Ini sudah tidak bisa ditolerir,
pikirnya. Terlihat swift merah
menepi. Rio muncul dengan santainya, tidak menampakkan rasa bersalahnya.
“Rio,
kenapa jam segini baru pulang.” Karin
marah.
“Aku
latihan basket mah,” Rio sambil membuka ikatan sepatunya.
“Sampai
jam embilan malam? Kamu sudah tidak disiplin lagi rupanya.” Sambil melipat
kedua tangannya Karin berharap mendapatkan alasan yang tepat dari bocah ABG
itu.
“Mamah
berkaca duluan ajah dech, setelah itu
baru negor Rio.” Segera beranjak
menuju ke kamarnya.
“Rio,
mama mau bicara dulu Rio…” kesal.
Rio acuh dan meluapkan segala
kekesalannya ke semua benda di dekatnya, sampai-sampai dibantingnya pintu
kamar. Loli yang diam-diam mengintip dari balik pintu kamarnya ketakutan. Ia
mendekap erat teddy bear miliknya.
Kemudian menitikkan air mata. Sedih. Ia berusaha mencari tahu apa yang terjadi
lewat kakaknya.
“Kakak!”
sapanya.
“Kenapa
adek kesini? Ntar dimarahin mama lho,” ancam Rio.
“Iih
aku gak takut kak, Loli kesini mo nanya kenapa kakak bertindak seperti
tadi?” polos.
“Mama
punya pengganti papa,” terang kakak hobi ngebasket
ini. “Lo gak percaya adek bisa
lihat kok, hari sabtu pasti mama pulang malam terus.”
Loli bagai tersambar petir, boneka teddy bear miliknya terlepas dari
dekapan. Lama termenung sekedar untuk mengingat ayahnya. Mengenang masa-masa
indah papa saat masih hidup. Rio memanggil adiknya itu. Tetapi tak ada jawaban
sedikitpun. Adiknya mematung hampa. Titik air mata mulai muncul dari kedua
sudut matanya. Rio meraih adik kesayangannya ke dalam peluk hangat seorang
kakak. Tak tega melihat isak tangis sedih adiknya. Dibawalah si mungil ke
kamarnya. Rio mencoba membuat hati adiknya tenang.
“Loli
gak mau papa baru kak,” disela
tangisannya.
“Biar
nanti kakak yang bilang mama ya. Kamu bubu aja dulu, yar besok ga kesiangan
ya.” Kakak mulai menidurkan Loli.
Hujan deras mengiringi lelapnya tidur
Loli. Rio tertunduk diam di dekat jendela. Ia juga tak kalah rindu terhadap
ayahnya. Ia teringat ayah sering mengajarkan Rio teknik bermain bola di halaman
depan. Menangislah Rio. Bahwa ia sadar tak akan ada lagi pria yang dapat
menggantikan sosok ayahnya. Ayahnya hanya satu. Tak akan ada lagi ayah yang
bisa menyamai ayahnya. Ingin rasanya ia menjerit kepada hujan agar
mengembalikan ayahnya. Tapi hal itu adalah percuma. Karena hujan tak bisa
mengembalikan semuanya. Itu hanya air yang jatuh dari langit atas kehendaknya.

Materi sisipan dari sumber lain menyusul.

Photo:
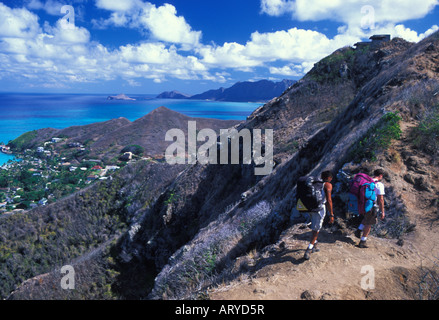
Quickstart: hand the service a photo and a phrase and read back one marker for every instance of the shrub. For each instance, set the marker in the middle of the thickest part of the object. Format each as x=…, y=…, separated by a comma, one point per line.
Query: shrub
x=377, y=139
x=135, y=149
x=426, y=134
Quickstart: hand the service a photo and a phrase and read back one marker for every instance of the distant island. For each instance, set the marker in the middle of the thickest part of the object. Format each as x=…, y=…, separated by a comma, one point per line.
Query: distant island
x=173, y=95
x=263, y=90
x=120, y=97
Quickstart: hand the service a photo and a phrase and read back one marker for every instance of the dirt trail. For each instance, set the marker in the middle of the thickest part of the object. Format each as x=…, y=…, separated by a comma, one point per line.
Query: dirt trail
x=336, y=272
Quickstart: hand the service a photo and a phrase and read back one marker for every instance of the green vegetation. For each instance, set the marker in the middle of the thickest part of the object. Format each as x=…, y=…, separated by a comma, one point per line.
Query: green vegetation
x=135, y=149
x=328, y=69
x=22, y=141
x=426, y=134
x=32, y=244
x=377, y=139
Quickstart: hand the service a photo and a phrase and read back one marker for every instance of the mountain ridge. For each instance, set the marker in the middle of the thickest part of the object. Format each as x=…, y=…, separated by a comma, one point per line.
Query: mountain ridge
x=247, y=91
x=219, y=231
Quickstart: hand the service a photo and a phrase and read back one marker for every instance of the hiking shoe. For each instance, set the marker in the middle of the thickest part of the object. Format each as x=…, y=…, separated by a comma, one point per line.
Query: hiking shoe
x=307, y=254
x=315, y=249
x=362, y=245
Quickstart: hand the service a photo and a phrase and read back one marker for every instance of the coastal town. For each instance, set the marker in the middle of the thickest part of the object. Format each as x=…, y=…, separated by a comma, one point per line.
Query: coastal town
x=45, y=174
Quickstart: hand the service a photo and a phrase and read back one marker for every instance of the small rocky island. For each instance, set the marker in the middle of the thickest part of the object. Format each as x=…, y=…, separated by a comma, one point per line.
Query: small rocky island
x=119, y=97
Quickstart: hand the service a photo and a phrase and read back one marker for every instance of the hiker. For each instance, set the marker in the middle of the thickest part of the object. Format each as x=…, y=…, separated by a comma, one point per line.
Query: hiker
x=318, y=216
x=371, y=217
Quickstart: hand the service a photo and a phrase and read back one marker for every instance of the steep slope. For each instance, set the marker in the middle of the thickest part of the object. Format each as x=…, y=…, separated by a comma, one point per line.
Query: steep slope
x=262, y=90
x=216, y=224
x=105, y=140
x=398, y=70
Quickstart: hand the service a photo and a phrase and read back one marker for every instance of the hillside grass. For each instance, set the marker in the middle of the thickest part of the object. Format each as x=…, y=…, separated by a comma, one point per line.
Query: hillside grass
x=377, y=139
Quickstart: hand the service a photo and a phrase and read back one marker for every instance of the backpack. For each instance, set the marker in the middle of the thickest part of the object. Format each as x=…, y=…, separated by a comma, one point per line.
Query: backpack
x=362, y=194
x=309, y=195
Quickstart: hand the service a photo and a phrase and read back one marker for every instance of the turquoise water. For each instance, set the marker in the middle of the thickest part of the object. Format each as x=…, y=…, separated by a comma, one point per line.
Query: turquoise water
x=20, y=113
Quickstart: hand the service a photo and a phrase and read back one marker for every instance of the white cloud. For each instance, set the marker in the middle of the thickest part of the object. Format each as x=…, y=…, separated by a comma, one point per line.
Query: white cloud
x=52, y=7
x=18, y=23
x=55, y=56
x=118, y=5
x=162, y=23
x=349, y=11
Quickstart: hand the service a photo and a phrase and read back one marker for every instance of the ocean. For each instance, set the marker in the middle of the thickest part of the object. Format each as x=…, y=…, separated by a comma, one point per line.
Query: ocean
x=20, y=113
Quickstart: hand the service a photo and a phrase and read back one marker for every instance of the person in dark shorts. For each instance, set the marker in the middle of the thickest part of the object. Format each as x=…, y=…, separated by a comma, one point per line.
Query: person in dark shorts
x=318, y=216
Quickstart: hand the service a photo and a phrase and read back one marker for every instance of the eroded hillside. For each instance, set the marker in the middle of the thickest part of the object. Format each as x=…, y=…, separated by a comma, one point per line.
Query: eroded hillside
x=221, y=224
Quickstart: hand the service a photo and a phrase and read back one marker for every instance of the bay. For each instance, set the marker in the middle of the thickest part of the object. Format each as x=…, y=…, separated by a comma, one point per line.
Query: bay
x=23, y=112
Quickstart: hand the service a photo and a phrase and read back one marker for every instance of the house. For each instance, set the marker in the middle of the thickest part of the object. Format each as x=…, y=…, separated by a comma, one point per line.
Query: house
x=112, y=167
x=377, y=39
x=92, y=177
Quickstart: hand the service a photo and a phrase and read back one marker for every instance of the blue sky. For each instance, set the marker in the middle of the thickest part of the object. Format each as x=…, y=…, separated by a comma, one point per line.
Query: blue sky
x=139, y=46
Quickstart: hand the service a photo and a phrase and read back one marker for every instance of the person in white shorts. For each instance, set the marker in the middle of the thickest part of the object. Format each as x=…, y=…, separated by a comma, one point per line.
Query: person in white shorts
x=371, y=217
x=317, y=217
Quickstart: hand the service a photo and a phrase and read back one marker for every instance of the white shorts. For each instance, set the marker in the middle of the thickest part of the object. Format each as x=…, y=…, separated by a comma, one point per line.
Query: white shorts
x=317, y=218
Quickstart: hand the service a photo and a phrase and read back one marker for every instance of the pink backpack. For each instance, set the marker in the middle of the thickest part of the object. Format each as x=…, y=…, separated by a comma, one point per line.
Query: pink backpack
x=356, y=187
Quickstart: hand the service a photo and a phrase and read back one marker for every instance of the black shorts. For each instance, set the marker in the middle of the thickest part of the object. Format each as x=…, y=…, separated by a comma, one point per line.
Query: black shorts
x=370, y=218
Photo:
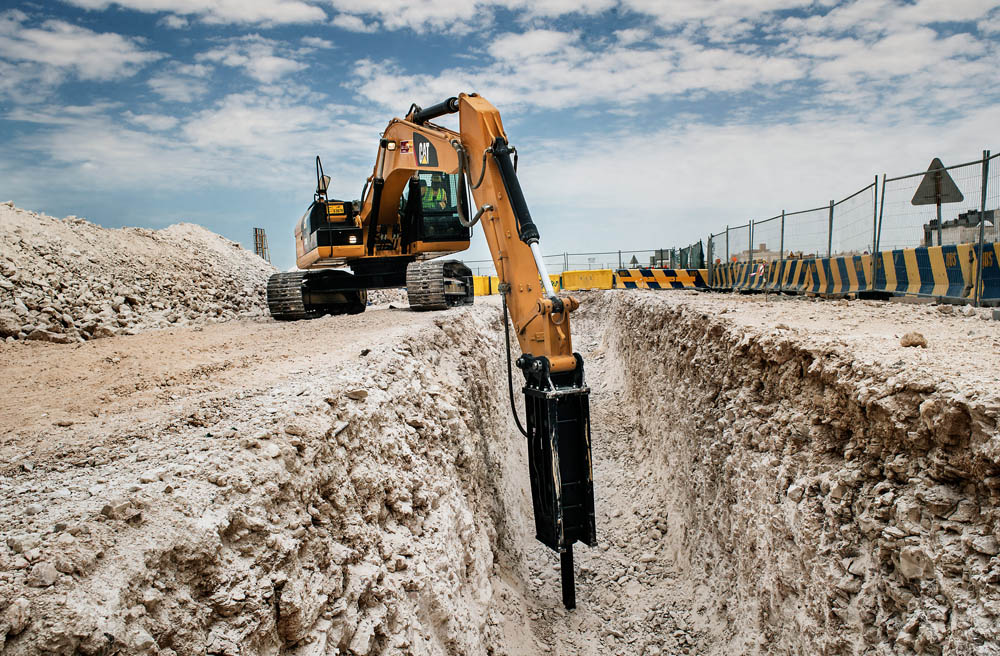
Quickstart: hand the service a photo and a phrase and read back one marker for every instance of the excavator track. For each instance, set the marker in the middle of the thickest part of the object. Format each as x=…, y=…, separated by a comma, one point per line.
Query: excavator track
x=438, y=285
x=284, y=296
x=311, y=294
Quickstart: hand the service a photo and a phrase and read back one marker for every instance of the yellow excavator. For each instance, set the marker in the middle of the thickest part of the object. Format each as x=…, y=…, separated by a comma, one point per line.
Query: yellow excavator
x=416, y=206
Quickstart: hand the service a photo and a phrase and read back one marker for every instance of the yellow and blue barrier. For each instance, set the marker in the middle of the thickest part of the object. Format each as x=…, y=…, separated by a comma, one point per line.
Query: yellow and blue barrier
x=590, y=279
x=943, y=272
x=653, y=278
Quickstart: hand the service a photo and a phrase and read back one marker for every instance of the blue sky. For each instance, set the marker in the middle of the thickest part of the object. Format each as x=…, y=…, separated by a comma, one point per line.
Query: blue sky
x=640, y=123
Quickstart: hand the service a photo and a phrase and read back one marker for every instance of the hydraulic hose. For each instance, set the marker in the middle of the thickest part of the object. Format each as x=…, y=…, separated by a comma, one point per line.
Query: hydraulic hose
x=510, y=376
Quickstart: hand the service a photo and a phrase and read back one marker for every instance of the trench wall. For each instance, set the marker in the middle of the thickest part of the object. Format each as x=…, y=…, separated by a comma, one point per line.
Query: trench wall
x=815, y=508
x=369, y=515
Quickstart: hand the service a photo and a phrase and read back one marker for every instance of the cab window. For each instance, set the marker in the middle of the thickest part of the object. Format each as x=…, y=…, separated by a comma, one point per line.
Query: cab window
x=439, y=199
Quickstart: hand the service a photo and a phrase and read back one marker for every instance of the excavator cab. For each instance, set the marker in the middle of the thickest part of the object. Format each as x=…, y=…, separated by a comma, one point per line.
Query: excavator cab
x=328, y=222
x=432, y=215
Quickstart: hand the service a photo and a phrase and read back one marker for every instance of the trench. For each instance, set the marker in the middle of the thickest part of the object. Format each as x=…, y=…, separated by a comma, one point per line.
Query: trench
x=755, y=494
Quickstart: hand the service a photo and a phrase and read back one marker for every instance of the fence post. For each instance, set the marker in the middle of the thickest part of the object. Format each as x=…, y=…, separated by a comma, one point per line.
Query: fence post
x=881, y=210
x=982, y=227
x=781, y=252
x=711, y=259
x=829, y=234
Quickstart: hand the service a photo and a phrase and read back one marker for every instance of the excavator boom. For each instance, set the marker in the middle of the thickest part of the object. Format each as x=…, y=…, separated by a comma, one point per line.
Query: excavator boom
x=556, y=397
x=417, y=205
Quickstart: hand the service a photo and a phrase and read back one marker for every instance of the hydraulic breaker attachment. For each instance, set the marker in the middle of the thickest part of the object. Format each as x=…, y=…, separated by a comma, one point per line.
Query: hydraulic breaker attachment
x=562, y=484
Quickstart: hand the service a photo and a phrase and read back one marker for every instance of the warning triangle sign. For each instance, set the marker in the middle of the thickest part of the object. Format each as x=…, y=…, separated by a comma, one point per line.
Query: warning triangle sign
x=937, y=187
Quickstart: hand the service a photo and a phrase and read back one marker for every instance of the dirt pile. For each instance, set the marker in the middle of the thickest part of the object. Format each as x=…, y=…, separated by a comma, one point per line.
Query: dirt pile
x=826, y=489
x=771, y=476
x=348, y=511
x=68, y=280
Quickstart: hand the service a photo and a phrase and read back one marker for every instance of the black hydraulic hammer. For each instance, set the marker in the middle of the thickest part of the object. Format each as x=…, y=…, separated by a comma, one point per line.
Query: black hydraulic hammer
x=562, y=482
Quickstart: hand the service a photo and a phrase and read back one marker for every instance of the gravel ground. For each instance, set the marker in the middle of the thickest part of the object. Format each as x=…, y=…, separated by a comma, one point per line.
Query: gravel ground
x=772, y=476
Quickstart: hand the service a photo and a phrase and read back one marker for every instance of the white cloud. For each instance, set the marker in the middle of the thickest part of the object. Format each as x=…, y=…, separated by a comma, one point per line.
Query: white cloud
x=173, y=21
x=181, y=82
x=353, y=23
x=554, y=70
x=314, y=42
x=461, y=17
x=70, y=49
x=632, y=35
x=529, y=44
x=256, y=56
x=990, y=25
x=157, y=122
x=265, y=12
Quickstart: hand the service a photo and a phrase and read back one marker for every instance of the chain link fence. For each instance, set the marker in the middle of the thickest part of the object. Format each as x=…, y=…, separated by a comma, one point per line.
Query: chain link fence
x=911, y=218
x=901, y=212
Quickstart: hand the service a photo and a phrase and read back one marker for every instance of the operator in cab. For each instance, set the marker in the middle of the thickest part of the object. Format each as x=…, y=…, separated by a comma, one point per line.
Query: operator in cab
x=434, y=197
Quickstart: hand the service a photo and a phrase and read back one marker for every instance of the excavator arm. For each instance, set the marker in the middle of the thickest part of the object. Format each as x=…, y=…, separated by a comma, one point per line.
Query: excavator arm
x=556, y=397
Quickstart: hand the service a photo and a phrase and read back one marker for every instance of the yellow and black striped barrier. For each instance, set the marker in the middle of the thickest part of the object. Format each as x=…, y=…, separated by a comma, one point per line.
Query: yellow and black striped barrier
x=653, y=278
x=943, y=272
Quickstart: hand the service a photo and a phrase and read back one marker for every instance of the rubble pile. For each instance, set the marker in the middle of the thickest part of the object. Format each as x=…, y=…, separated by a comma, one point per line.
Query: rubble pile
x=827, y=489
x=69, y=280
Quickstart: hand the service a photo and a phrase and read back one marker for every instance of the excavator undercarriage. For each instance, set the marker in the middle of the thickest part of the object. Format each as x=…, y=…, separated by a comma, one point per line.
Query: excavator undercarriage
x=431, y=285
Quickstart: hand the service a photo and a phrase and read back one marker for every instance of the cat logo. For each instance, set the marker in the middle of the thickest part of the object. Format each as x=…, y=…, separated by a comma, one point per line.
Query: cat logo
x=426, y=153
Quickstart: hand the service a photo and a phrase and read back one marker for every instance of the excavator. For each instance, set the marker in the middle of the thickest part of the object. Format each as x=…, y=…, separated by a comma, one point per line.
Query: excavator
x=416, y=206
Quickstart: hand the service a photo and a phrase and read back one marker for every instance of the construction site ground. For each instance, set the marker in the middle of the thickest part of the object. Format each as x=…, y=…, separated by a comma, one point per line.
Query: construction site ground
x=356, y=484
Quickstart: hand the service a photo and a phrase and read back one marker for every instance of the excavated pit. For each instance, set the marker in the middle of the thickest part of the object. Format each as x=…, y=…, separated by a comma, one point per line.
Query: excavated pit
x=772, y=476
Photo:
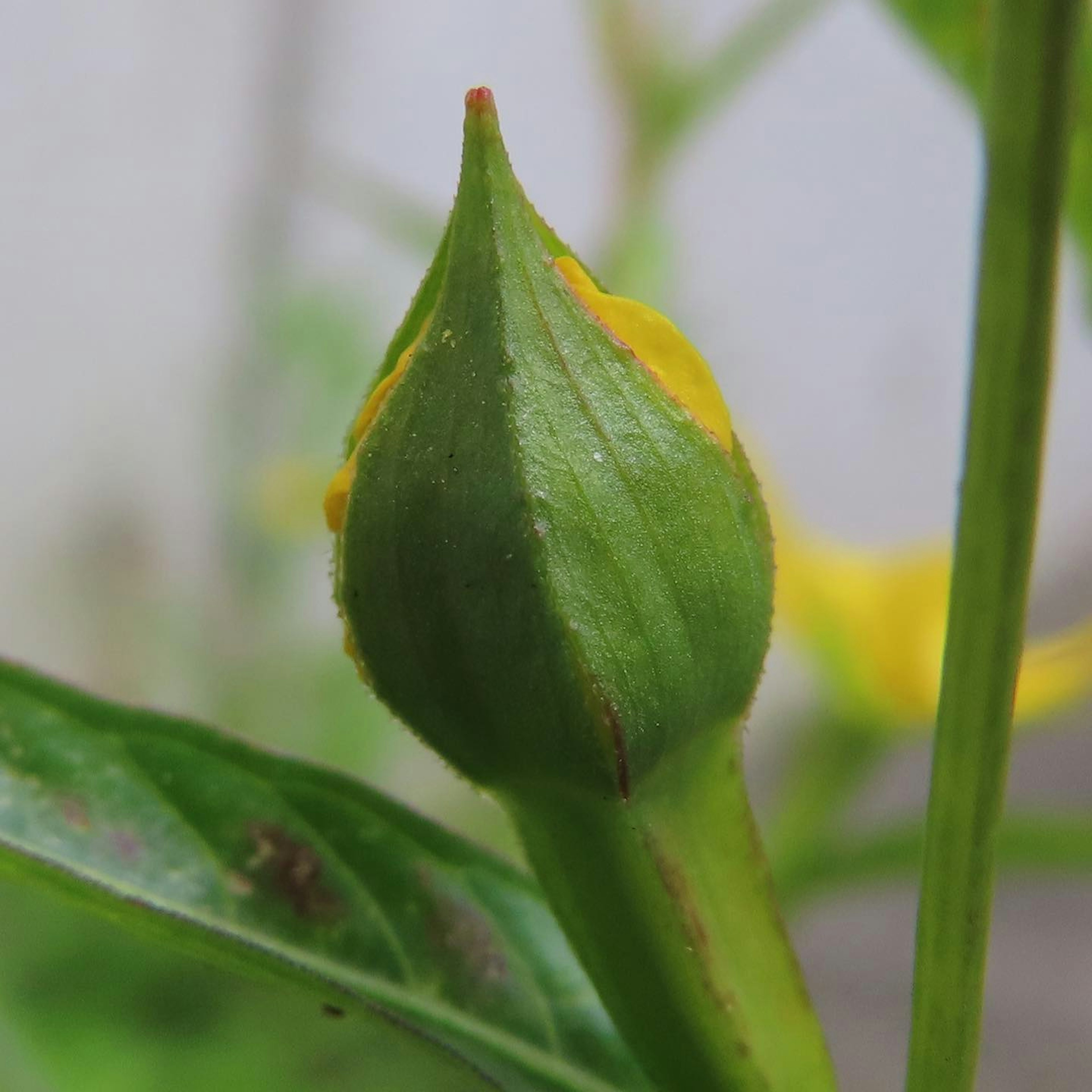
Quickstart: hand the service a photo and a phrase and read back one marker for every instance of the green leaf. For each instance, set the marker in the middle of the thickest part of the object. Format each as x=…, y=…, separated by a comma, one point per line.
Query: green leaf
x=1051, y=845
x=296, y=873
x=955, y=34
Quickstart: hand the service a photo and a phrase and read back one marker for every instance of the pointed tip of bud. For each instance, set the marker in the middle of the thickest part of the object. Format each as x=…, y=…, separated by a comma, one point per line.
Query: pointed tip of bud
x=480, y=101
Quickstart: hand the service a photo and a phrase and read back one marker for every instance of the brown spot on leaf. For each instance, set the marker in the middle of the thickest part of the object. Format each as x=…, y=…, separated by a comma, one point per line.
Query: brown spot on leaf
x=75, y=813
x=294, y=870
x=619, y=740
x=460, y=930
x=127, y=845
x=239, y=884
x=694, y=928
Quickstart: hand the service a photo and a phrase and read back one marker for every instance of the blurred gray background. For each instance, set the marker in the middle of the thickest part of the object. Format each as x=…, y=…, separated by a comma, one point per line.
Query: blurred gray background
x=173, y=172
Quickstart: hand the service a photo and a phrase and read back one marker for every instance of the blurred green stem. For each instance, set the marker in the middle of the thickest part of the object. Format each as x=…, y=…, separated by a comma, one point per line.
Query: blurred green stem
x=663, y=102
x=1028, y=106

Kehendak Allah yang Maha agung. Zat yang menguasai seluruh alam semesta dan
isinya, tidak terkecuali ayahnya. Ia langsung mendekap bingkai foto Aryo. Ia
mengharu biru.
***
“Pagi
sayang, wah anak mama udah ganteng dan cantik.” Seraya mengecup kening kedua
anaknya. Mereka berdua terdiam. “Kok pada diem semua, ayo kita berangkat
sekolah.” sambil menghidupkan mesin mobil.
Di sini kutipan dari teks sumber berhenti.